The production of red meats at slaughtering plants involves the slaughtering of animals, carcass dressing, cooling of meat, and carcass breaking. Slaughtering processes usually include stunning and always include sticking and bleeding of the animal. Other operations, such as electrical stimulation of the carcass to accelerate the development of rigor, might also be performed. Bacteria could be introduced into the carcass through the stunning or sticking wounds, possibly passing to the muscle tissues. When that possibility was investigated, it was found that bacteria from slaughtering instruments could be recovered from muscle tissues only when instruments like pithing rods were artificially contaminated with very large numbers of bacteria before they were applied to the animal.
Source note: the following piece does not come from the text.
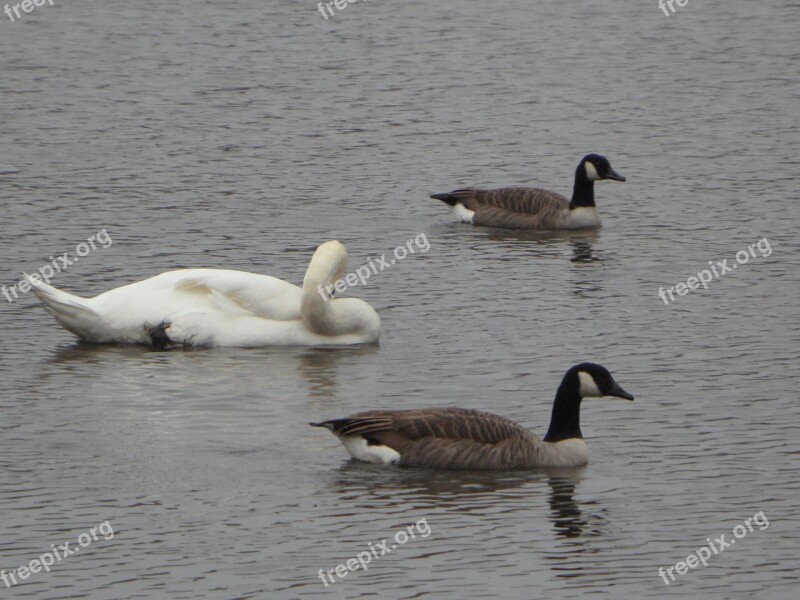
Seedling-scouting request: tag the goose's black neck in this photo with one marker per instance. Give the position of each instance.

Thus, contamination of meat with bacteria during slaughtering operations could occur under only highly unusual circumstances and the muscle tissues of animals are generally sterile until meat surfaces are contaminated during carcass dressing. While pathogenic bacteria can certainly be transferred to meat in contaminated feces during the carcass dressing process, fecal matter may not be the only or even the major source of the enteric pathogens on the raw meat products dispatched from every packing plant. Thus proximate sources of pathogenic organisms other than fecal matter must be considered and properly investigated at packing plants if the contamination of raw meats with pathogens is to be minimized. This chapter focuses on the sources of microbial contamination at slaughtering plants.